Bundesverwaltungsgericht
Urt. v. 03.08.1990, Az.: BVerwG 7 C 41/89
Verwaltungsprozeßrecht; Urteil; Fehlende Urteilsgründe; Vollständige Abfassung; Beurkundungsfunktion; Rechtsschutzfunktion; Außerkrafttreten eines Bebauungsplans ; Funktionslosigkeit
Bibliographie
- Gericht
- BVerwG
- Datum
- 03.08.1990
- Aktenzeichen
- BVerwG 7 C 41/89
- Entscheidungsform
- Urteil
- Referenz
- WKRS 1990, 19330
- Entscheidungsname
- [keine Angabe]
- ECLI
- [keine Angabe]
Verfahrensgang
- vorgehend
- OVG Lüneburg 17.11.1988 - 7 A 21/86
- VG Hannover 21.11.1985 - 4 A 112/83
Fundstellen
- BVerwGE 85, 273 - 283
- DVBl 1991, 157-160 (Volltext mit amtl. LS)
- DÖV 1991, 159-161 (Volltext mit amtl. LS)
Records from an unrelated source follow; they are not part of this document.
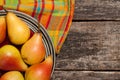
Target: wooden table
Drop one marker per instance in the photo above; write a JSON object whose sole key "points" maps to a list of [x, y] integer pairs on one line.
{"points": [[92, 48]]}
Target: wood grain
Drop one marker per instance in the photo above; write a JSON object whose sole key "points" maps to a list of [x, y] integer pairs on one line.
{"points": [[85, 75], [91, 46], [97, 10]]}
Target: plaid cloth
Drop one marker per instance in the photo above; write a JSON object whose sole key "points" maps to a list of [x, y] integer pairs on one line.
{"points": [[54, 15]]}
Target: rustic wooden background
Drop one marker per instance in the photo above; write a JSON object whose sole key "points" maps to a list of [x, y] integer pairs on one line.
{"points": [[92, 48]]}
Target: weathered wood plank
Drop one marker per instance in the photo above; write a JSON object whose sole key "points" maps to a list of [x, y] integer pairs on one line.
{"points": [[97, 10], [85, 75], [91, 46]]}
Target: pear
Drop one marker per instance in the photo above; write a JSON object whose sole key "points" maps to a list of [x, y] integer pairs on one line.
{"points": [[12, 75], [33, 51], [18, 30], [40, 71], [10, 59], [2, 29]]}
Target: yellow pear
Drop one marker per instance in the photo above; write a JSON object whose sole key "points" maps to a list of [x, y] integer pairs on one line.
{"points": [[12, 75], [18, 30], [33, 51], [2, 29]]}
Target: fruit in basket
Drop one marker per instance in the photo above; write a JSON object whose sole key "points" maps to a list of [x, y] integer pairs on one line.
{"points": [[12, 75], [2, 29], [10, 59], [33, 51], [18, 30], [40, 71]]}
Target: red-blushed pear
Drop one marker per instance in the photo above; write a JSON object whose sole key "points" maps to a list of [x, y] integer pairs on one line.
{"points": [[40, 71], [10, 59], [18, 30], [2, 29], [33, 51], [12, 75]]}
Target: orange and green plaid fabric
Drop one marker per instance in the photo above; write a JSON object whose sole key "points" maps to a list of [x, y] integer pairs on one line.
{"points": [[54, 15]]}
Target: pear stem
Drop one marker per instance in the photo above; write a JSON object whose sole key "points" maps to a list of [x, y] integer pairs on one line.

- DÖV 1991, 846-848 (Volltext mit amtl. LS)
- NJW 1991, 310
- NVwZ 1991, 361 (amtl. Leitsatz)
Amtlicher Leitsatz
1. Ein Urteil ist auch dann im Sinne des § 138 Nr. 6 VwGO nicht mit Gründen versehen, wenn infolge Verzögerung beim Abfassen der Entscheidungsgründe nicht gewährleistet ist, daß diese zuverlässig die Gründe wiedergeben, die bei der Beratung im Anschluß an die mündliche Verhandlung für die richterliche Überzeugung leitend gewesen sind (Fortführung der bisherigen Rechtsprechung, zuletzt Urteil vom 10. August 1988 - BVerwG 4 CB 19.88 - NJW 1989, 730).
2. Das gesetzliche Gebot, daß ein ausnahmsweise nicht innerhalb von zwei Wochen nach der Verkündung mit Tatbestand, Entscheidungsgründen und Rechtsmittelbelehrung unterschrieben vorliegendes Urteil "alsbald nachträglich" vollständig abgefaßt und von den Richtern unterschrieben der Geschäftsstelle zu übergeben ist (§ 117 Abs. 4 Satz 2 VwGO), hat nicht nur ordnungsrechtliche Bedeutung. Es soll auch gewährleisten, daß das schriftlich Niedergelegte mit den für die richterliche Überzeugung leitend gewesenen Gründen übereinstimmt (Beurkundungsfunktion) und daß die Beteiligten die entscheidungstragenden Gründe erfahren, bevor auch bei ihnen die Erinnerung an die mündliche Verhandlung verblaßt ist (Rechtsschutzfunktion).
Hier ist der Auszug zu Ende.